Work of truant officer not for timid
For 76 years the school attendance officer has been a regular visitor to some of Dublin's most deprived areas and flat complexes.
At times they have dodged stones and rocks in their attempts to make sure young pupils turn up for school in the morning. Mr Michael Doyle has been doing the job for 21 years. In that time he has witnessed tragic scenes which more sheltered people would find hard to confront.
Families who have had to sell every stick of furniture to keep warm; flats where several adults were shooting up drugs while a young child played with the discarded syringes on the floor. He has seen it all.
The officers, who also operate in Cork and Waterford, work for their local authorities and are charged under the School Attendance Act of 1926 to make sure children attend school on a regular basis.
Mr Doyle says their work begins at school level where they check roll books to see if there are children who are persistently not attending school.
If there is a name with plenty of zeros after it, they call out to the home or flat to discuss the issues with the parents. Predictably, not every parent is delighted to see them and many of the officers are used to being politely shown the door.

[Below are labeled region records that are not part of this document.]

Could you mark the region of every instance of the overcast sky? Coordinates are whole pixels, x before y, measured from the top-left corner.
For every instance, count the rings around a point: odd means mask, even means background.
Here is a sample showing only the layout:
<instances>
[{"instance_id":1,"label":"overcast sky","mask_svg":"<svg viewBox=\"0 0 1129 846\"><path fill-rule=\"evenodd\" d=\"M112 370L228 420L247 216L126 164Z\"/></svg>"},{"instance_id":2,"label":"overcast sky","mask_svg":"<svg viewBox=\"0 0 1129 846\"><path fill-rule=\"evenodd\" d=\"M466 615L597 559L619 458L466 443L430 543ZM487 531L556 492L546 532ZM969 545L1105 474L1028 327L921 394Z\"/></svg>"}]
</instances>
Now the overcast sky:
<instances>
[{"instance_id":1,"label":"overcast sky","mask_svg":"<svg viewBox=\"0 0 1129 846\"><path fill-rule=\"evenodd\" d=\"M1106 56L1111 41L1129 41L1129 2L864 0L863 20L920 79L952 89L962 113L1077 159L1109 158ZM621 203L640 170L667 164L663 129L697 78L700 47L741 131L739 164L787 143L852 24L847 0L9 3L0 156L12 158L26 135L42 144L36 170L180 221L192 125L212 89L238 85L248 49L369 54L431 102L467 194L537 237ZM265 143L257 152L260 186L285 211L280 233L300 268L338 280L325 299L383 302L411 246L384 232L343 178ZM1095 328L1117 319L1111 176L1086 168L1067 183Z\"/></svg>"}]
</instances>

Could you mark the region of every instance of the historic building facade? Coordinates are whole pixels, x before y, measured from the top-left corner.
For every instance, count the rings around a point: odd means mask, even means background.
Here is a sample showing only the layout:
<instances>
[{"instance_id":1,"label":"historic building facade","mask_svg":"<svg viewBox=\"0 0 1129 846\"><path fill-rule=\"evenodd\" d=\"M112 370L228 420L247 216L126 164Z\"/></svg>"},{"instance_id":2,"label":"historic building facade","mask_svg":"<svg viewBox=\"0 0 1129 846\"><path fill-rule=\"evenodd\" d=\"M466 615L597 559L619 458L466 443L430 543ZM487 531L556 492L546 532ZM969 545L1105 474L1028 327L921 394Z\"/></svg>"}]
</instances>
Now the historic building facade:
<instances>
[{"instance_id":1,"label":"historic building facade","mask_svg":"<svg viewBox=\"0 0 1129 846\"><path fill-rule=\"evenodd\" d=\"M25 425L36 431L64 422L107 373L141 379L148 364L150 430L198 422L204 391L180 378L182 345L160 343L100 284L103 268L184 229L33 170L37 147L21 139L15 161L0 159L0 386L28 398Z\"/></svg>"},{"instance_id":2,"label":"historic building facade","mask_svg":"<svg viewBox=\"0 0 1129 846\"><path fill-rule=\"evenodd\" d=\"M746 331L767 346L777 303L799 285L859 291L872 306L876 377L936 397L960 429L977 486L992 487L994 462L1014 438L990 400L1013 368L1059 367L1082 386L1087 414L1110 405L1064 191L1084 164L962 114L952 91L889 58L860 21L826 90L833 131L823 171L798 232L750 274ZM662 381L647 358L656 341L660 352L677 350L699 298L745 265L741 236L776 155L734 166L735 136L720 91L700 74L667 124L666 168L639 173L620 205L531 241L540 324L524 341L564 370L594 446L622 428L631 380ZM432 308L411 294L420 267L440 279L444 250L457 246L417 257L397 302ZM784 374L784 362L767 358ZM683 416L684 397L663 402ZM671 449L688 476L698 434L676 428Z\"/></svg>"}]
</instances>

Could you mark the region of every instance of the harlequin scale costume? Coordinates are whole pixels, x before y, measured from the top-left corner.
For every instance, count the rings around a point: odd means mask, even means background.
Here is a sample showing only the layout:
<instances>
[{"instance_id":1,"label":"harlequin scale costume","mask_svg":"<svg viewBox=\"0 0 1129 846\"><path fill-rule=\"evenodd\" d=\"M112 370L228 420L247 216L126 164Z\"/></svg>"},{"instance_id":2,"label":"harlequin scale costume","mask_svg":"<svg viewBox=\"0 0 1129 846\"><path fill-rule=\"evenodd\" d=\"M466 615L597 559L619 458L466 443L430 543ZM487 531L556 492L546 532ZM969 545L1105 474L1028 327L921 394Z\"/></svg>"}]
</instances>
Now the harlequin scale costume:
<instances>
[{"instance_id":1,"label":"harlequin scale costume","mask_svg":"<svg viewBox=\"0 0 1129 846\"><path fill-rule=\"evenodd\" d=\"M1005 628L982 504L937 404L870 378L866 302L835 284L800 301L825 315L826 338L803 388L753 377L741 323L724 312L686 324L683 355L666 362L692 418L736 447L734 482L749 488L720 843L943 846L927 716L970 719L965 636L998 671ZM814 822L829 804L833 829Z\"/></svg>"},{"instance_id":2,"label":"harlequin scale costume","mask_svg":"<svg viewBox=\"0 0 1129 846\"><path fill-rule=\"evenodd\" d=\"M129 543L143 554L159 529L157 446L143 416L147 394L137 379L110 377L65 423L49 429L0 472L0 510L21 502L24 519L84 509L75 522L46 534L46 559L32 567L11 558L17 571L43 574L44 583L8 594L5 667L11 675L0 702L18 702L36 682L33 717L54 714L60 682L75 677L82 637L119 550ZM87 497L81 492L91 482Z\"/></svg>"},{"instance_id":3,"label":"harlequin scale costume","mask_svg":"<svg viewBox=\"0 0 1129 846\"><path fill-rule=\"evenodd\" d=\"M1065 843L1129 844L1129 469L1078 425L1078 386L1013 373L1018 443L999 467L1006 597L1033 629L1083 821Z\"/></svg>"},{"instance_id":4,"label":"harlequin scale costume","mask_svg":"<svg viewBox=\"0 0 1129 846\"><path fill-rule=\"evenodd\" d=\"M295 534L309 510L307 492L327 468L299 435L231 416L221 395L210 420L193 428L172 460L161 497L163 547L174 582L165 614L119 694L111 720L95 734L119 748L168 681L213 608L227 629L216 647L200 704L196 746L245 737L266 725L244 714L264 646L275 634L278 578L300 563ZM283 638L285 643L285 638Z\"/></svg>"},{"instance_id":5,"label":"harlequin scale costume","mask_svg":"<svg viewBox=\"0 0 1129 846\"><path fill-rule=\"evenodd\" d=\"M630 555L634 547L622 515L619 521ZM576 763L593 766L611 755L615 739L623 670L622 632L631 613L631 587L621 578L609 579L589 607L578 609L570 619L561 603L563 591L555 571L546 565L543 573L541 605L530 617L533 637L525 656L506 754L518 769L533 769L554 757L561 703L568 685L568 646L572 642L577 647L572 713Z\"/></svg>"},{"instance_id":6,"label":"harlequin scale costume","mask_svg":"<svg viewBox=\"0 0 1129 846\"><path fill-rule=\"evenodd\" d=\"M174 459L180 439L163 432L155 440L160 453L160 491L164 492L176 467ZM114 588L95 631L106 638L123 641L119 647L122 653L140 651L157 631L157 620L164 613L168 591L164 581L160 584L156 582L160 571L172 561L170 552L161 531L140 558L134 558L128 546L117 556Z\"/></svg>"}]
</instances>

Mr Doyle says nowadays it is rarely a question of a parent refusing to force the child to attend, it is more that the parent is unable due to a drink or drugs addiction to take any action. "The problem of non-attendance has become more complex," he says. Bullying among pupils is also becoming a major cause of non-attendance, particularly at second level, he says.
Going into hostile environments means the job is not for the faint-hearted. Mr Doyle one night had his car badly damaged after a youngster threw a rock from a balcony on top of it.
However, he says most parents are receptive.